La serie de medidas adoptadas por el Ejecutivo nacional con el fin de paliar la grave crisis financiera provocada por el plan económico que se viene implementando desde 2015, apuntó a la reducción de Ministerios que son claves para garantizar los derechos básicos de la población, como salud y trabajo, entre otros. En particular, la propuesta de achicamiento del Estado a través de la eliminación del Ministerio de Salud, que busca acelerar la disminución del gasto público como exige el Fondo Monetario, tomada a las apresuradas ante una nueva corrida financiera, no es una idea original del “mejor equipo de los últimos 50 años”. No es casual que ya fue implementada por los gobiernos de facto del 55, por Carlos Onganía, en 1966, y Roberto Viola, en 1981, durante la última dictadura cívico-militar.

Retrocedemos en el tiempo, hace 69 años que Salud dejó de ser una Secretaría para pasar a ser un Ministerio, durante el gobierno peronista, en 1949. Es evidente que el área de salud pública, que hoy quedará bajo la órbita de de la cartera de Desarrollo Social, no es una de las prioridades de la alianza política en el poder, como tampoco lo son la ciencia, la educación, ni el trabajo.

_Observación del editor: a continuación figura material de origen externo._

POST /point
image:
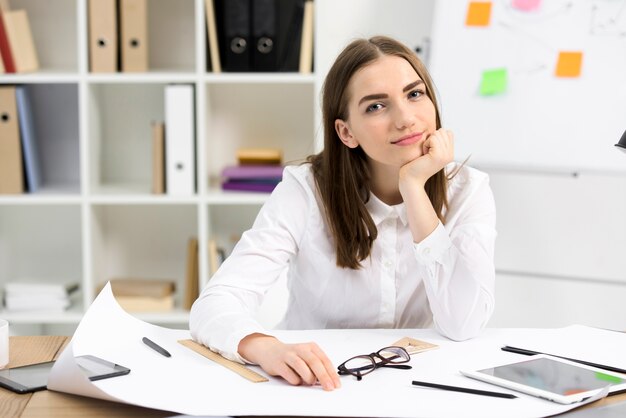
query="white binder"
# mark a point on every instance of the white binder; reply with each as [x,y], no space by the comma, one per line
[180,141]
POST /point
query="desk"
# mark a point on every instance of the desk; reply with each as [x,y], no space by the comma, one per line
[28,350]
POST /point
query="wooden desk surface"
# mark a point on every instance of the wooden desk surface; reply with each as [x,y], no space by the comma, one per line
[49,404]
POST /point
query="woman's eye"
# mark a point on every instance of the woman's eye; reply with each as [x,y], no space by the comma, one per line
[415,94]
[373,107]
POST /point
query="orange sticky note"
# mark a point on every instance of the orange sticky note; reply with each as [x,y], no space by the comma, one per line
[478,13]
[569,64]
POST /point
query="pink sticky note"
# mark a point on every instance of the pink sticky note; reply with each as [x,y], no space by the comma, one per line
[526,5]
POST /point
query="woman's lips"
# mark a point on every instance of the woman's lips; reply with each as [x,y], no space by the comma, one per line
[409,139]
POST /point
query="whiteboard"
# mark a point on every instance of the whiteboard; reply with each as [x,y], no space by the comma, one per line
[539,121]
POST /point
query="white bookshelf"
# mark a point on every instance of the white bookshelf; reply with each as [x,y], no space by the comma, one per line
[95,217]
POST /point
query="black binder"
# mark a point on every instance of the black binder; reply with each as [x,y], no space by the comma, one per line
[264,40]
[259,35]
[288,34]
[234,34]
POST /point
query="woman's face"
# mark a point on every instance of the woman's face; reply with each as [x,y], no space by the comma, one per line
[389,113]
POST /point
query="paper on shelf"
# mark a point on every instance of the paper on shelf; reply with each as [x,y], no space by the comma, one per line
[187,383]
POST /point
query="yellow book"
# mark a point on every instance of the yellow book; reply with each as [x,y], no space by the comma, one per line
[146,303]
[259,156]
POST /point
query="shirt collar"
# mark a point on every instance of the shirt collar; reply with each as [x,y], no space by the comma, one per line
[380,211]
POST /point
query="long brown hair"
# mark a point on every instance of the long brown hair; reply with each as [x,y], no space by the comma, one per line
[342,173]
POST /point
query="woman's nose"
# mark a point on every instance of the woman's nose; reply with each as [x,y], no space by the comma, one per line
[404,116]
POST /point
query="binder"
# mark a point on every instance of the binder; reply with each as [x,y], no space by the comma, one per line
[21,42]
[179,140]
[234,34]
[158,158]
[264,41]
[134,35]
[11,169]
[214,50]
[192,274]
[28,135]
[306,45]
[5,49]
[289,15]
[102,36]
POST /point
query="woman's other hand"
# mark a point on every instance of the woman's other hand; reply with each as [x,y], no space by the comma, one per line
[298,364]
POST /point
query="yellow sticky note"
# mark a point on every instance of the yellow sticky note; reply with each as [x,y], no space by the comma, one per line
[569,64]
[478,13]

Ya hemos comprobado que no les tiembla el pulso a la hora de recortar los recursos destinados a medicamentos y tratamientos de alta complejidad, poniendo en riesgo la vida de los pacientes, o de interrumpir programas de vacunación para niñas y niños o campañas de prevención que impactan, sobre todo, en los sectores más vulnerables.

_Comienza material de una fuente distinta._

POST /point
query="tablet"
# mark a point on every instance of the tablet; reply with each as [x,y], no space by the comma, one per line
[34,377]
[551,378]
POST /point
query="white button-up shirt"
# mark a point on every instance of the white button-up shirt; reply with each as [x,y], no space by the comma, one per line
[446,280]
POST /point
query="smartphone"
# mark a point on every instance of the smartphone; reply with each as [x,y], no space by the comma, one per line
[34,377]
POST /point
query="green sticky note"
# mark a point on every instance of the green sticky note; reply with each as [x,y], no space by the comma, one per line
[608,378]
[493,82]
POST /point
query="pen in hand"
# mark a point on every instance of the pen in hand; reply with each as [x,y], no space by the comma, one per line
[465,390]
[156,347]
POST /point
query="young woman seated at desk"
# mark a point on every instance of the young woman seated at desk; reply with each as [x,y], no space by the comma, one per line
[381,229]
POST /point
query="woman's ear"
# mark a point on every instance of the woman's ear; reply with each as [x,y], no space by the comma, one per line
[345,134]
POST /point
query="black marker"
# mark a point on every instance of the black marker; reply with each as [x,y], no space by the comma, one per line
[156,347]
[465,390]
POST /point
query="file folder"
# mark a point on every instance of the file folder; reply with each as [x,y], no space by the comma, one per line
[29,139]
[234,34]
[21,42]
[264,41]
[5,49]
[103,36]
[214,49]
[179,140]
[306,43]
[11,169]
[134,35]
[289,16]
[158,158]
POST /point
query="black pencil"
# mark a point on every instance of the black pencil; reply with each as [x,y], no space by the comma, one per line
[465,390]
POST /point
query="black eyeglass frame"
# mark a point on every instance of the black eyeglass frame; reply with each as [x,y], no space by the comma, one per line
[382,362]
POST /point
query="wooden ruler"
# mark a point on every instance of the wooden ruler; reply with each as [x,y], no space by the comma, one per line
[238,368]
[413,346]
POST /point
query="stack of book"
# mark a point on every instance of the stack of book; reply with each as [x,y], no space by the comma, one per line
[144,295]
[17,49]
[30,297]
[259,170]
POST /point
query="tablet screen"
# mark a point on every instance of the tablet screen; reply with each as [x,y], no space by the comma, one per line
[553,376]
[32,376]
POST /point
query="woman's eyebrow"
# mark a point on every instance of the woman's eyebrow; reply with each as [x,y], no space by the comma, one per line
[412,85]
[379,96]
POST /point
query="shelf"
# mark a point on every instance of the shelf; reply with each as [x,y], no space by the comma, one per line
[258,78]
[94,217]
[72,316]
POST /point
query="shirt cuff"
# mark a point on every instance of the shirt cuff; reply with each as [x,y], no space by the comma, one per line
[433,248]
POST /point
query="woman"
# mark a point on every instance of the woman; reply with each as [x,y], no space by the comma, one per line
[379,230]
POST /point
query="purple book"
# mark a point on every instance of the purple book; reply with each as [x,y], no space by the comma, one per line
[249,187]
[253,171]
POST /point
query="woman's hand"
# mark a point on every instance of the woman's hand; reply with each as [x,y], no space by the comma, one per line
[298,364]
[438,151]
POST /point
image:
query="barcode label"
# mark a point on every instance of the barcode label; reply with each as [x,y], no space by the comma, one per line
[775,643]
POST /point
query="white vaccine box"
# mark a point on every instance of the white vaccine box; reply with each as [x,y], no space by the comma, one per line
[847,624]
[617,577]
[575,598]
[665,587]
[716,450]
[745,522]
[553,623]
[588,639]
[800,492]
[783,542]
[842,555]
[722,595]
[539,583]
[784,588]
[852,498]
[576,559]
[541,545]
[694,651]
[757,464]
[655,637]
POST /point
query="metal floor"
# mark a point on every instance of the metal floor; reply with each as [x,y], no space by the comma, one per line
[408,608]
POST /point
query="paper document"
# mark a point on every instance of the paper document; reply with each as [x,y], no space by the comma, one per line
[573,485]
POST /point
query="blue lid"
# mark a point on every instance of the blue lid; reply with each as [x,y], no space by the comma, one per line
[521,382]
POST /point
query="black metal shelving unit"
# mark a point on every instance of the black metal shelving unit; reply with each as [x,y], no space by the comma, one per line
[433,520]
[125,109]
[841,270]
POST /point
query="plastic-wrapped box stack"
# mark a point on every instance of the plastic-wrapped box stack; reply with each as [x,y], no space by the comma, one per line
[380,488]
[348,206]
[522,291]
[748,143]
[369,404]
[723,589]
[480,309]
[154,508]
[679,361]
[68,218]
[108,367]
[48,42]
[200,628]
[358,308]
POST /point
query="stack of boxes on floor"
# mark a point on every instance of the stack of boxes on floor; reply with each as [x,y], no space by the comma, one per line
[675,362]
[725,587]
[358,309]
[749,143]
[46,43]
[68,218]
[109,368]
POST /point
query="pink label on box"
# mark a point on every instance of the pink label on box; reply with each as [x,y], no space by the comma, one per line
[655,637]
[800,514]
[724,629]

El Ministerio de Salud de Santa Fe, junto a todos los de las provincias del país, ha manifestado su preocupación ante esta iniciativa que retrotrae la situación sanitaria a principios de los cuarenta. Sin un Estado fuerte y organizado es imposible coordinar y articular los distintos sistemas de salud estatales del ámbito nacional, provincial y municipal, de la seguridad social y del sector privado, y que establezca las pautas generales de las políticas del sector. En lo inmediato, la amenaza de recortes en el área, hace peligrar la continuidad de programas de prevención y tratamientos de enfermedades, como el HIV o la tuberculosis. En síntesis, para la administración de Mauricio Macri la salud no es derecho humano sino un gasto que es posible eliminar, a pesar del “costo” social, un servicio al que solo podrán acceder aquellos que cuenten con los recursos necesarios. Por eso seguiremos defiendo la salud pública y luchando por un sistema universal, gratuito y de calidad.